Horse Health Feature of the Month: HYPP, A Genetic Disease
Identifying and Managing HYPP, a Genetic Disease Originating in One Line of Quarter Horses
by Tracy Williams
The madness began with a single horse. His name was Impressive, and he lived up to his name not only in appearance and show ring success but also by introducing an acronym that would shake the Quarter Horse industry to its core: HYPP. Impressive exploded on the halter horse scene with pizzazz, and it wasn’t long before his excellent conformation and near perfect musculature gave him the show record needed to launch him into stud success. Impressive passed along these stellar traits to his offspring, many of whom became strong influences in their own right in the breeding world. Thus, his genes spread quickly until owners began noticing strange muscle tremors in some of his many offspring. Along with his brilliance, Impressive had inadvertently passed along a genetic mutation that due to his popularity seemed to be everywhere.
It’s All in the Genes. Hyperkalemic Periodic Paralysis, more commonly known as HYPP, is strictly a genetic disease, meaning that it is not contagious and is only transmitted from parent to offspring. Unfortunately, it is a dominant trait; a horse needs only to carry one copy of the dominant allele to be affected and to pass the disease to its offspring. A horse that carries two copies of the dominant gene will pass the disease to its offspring 100 percent of the time, regardless of whether or not the other member of the breeding pair has the defective gene. Breeding a horse that carries only one copy of the mutation (heterozygous for the trait) to a horse that is free from the disease gives the breeder a 50/50 shot at having an HYPP foal. Breeding two heterozygous horses gives you only a 25 percent chance at having a healthy foal.
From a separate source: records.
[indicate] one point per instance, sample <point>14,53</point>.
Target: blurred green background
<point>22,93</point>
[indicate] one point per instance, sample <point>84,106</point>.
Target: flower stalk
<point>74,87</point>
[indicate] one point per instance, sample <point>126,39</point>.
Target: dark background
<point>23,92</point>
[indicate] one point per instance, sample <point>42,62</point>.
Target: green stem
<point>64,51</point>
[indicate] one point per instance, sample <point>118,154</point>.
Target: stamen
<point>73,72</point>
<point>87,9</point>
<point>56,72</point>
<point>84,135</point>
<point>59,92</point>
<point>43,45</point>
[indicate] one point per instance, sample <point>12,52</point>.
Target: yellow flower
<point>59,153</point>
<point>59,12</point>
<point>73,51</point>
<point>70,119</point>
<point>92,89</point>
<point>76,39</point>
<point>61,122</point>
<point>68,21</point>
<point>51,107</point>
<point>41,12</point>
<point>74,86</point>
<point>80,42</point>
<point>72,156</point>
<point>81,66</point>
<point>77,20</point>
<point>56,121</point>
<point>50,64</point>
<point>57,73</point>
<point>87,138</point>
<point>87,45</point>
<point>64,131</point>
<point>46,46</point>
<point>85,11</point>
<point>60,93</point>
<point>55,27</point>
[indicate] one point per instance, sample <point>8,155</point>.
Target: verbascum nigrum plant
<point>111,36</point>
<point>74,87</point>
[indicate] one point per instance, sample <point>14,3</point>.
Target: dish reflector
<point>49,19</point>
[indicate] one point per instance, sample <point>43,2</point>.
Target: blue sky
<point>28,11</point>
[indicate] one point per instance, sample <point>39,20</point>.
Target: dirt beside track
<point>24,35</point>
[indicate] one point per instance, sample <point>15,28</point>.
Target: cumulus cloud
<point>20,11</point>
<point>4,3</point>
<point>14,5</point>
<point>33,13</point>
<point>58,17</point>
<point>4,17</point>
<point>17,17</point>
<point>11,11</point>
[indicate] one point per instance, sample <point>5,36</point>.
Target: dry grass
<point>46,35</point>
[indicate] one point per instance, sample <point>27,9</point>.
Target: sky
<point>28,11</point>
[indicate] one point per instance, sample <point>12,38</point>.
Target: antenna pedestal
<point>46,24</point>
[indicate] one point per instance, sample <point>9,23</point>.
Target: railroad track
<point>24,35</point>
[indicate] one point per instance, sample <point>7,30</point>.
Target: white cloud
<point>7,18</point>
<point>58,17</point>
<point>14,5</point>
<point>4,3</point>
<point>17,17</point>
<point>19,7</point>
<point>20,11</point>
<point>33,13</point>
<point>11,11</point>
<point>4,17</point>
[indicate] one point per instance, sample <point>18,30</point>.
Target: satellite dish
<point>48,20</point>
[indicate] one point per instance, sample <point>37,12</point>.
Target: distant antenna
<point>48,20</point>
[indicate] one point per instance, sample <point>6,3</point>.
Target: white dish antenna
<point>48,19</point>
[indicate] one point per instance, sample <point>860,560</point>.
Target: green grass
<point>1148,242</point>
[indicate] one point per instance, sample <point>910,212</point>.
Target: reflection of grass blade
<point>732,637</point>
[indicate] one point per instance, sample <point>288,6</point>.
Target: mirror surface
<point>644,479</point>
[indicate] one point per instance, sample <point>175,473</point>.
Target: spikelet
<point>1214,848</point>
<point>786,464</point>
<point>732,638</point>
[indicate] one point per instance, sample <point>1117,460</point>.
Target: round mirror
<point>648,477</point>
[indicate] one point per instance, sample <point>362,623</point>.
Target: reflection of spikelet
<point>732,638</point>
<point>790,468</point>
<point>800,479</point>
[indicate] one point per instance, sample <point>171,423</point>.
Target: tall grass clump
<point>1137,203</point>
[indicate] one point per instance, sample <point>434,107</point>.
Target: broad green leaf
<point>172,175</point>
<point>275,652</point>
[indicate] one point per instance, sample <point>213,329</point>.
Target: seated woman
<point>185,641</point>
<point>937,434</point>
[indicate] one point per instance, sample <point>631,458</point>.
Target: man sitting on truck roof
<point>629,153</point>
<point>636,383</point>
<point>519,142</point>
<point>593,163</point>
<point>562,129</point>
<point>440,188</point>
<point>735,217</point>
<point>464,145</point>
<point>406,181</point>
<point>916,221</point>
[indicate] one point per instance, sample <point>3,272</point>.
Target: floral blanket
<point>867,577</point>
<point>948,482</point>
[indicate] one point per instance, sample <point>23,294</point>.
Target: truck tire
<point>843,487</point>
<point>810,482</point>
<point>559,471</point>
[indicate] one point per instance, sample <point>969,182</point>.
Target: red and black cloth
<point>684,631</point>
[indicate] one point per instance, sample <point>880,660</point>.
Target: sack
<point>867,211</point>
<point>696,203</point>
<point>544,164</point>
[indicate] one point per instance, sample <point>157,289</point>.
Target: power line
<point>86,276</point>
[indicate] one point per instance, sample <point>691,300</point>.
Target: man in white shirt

The disease began as a simple mutation, a normal step in the evolutionary process. This particular mutation causes a disruption in a muscle protein called a sodium ion channel. In a normal horse, the sodium ion channel opens and closes to allow sodium and potassium in and out of muscle cells, a process that is vital for the electrical activity responsible for muscle contraction and relaxation. In a horse affected by HYPP, the sodium ion channel malfunctions, allowing large influxes of sodium into the cell during an episode. This skews the sodium/potassium balance which in turn alters the voltage current in the cell causing uncontrollable muscle twitching, tremors and paralysis. Thus, high blood levels of potassium are usually present during an episode and can help pinpoint HYPP as the cause.
A Symptom Spectrum. Horses can exhibit a wide range of severity in their symptoms. Some affected horses appear clinically normal and have successful show careers, while others need daily medication to control attacks. A horse that carries two copies of the mutation seems to have more violent episodes, and these horses with severe symptoms also have numerous sodium channel mutations in their skeletal muscle. It is a muscle disease, so an episode can consist of weakness, tremors, paralysis, respiratory noises (from paralysis of airway muscles) and even collapse. In severe cases, horses can die from respiratory failure or cardiac arrest. These episodes tend to be unpredictable and can last anywhere from minutes to hours depending on the particular case.